Before watching the video:
I decided I wanted to learn more about tropes and schemes today. I honestly don’t have much clue about what either of those are or what they do, so I’m hoping this video will help me be more informed and knowledgeable about their designated purposes. According to the lesson summary, tropes are tricks that turn or change the meaning of words, like a metaphor, and schemes are language patterns I can use to keep my readers engaged with my writing. Both of these sound like very useful tools I can use in my writing, especially schemes because I don’t think that I keep my readers that engaged. My writing sometimes sounds quite boring, so these tricks sound like great ways to enhance my writing.

After watching the video:
The purpose of tropes, I learned, is to compare two very different things to create and get some deeper meaning.
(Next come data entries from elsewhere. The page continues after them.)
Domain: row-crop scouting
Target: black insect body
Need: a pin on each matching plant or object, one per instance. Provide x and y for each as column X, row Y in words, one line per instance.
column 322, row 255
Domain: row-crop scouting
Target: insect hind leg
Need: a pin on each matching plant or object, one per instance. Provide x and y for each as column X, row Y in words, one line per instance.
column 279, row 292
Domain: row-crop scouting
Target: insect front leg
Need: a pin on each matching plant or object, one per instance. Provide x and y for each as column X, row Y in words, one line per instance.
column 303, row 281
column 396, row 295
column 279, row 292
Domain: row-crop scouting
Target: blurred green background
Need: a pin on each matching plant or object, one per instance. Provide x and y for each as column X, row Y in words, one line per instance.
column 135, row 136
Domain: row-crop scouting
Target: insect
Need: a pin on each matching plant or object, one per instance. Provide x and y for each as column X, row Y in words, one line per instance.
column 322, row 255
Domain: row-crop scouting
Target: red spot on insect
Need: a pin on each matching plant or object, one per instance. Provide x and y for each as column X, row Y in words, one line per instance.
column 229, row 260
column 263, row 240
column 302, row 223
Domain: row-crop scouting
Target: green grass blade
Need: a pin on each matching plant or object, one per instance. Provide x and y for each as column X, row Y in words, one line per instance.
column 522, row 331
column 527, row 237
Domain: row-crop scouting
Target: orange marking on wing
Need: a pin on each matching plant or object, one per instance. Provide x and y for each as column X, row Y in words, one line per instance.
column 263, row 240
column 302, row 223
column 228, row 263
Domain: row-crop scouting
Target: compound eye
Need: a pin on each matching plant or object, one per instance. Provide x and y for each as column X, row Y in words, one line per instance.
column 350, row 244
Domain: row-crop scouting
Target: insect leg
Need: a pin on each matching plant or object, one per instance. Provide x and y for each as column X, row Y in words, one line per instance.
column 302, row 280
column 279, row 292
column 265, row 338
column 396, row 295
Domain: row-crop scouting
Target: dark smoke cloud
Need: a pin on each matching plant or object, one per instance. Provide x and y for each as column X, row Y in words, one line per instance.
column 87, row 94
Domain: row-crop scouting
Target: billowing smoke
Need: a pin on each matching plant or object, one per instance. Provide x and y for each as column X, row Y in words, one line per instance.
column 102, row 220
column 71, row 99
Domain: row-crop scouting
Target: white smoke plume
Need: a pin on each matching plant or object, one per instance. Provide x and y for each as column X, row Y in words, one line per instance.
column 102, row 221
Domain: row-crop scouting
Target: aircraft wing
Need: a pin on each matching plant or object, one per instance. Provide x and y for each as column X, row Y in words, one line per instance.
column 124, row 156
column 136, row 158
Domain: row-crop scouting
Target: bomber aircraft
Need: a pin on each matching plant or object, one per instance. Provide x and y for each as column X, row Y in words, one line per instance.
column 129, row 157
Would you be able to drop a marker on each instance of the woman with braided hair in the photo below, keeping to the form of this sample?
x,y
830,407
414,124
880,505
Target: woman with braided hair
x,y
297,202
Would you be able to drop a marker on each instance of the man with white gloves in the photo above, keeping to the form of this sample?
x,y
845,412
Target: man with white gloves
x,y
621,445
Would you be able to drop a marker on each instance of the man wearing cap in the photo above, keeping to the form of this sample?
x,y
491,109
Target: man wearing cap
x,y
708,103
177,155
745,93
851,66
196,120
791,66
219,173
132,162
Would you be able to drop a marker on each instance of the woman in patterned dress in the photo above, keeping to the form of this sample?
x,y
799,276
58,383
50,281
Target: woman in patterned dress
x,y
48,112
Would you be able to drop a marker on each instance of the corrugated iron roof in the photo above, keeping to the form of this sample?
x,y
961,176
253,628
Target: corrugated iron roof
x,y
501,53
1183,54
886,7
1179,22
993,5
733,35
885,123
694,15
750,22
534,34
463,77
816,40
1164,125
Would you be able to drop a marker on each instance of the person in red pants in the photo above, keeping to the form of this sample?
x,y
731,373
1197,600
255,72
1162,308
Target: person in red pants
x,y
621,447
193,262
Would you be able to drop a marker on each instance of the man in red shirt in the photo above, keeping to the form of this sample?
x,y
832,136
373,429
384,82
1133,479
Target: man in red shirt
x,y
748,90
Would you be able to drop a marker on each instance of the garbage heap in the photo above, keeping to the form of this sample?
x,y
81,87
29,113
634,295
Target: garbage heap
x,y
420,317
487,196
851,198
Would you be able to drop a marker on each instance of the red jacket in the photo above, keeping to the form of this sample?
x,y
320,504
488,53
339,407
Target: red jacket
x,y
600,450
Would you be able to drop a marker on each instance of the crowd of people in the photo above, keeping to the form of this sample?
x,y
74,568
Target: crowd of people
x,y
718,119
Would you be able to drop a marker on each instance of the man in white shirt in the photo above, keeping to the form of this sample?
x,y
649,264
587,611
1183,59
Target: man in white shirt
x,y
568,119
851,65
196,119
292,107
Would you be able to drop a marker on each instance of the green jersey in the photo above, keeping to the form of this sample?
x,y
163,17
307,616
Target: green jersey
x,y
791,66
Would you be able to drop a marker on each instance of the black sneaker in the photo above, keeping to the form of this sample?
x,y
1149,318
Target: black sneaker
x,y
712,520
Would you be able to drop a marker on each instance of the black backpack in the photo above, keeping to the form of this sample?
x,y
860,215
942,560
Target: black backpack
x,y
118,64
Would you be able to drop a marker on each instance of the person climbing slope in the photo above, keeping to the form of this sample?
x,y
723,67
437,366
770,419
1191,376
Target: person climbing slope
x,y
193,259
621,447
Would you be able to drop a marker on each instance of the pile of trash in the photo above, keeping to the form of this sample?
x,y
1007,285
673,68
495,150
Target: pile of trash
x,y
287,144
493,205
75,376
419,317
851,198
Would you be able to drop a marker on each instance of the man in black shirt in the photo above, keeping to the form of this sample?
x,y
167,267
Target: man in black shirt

They try to create an identification between two unrelated or unlike things. They are actually arguments. Tropes include writing devices like metaphors, similes, analogies, synecdoche, metonymy, irony, hyperboles, epithets, and litotes. So it turns out I actually did know some tropes; I just didn’t know they were all classified under the name of being a trope. Schemes don’t compare, but play with how words appear in the text. They include repetition, balance, omission, and transposition. I knew some of these as well; however, I wasn’t all too familiar with transpositions, so I got to learn that they invert certain words or phrases in a sentence to create an odd syntax. I got to see the rhetorical power that tropes and schemes have in writing.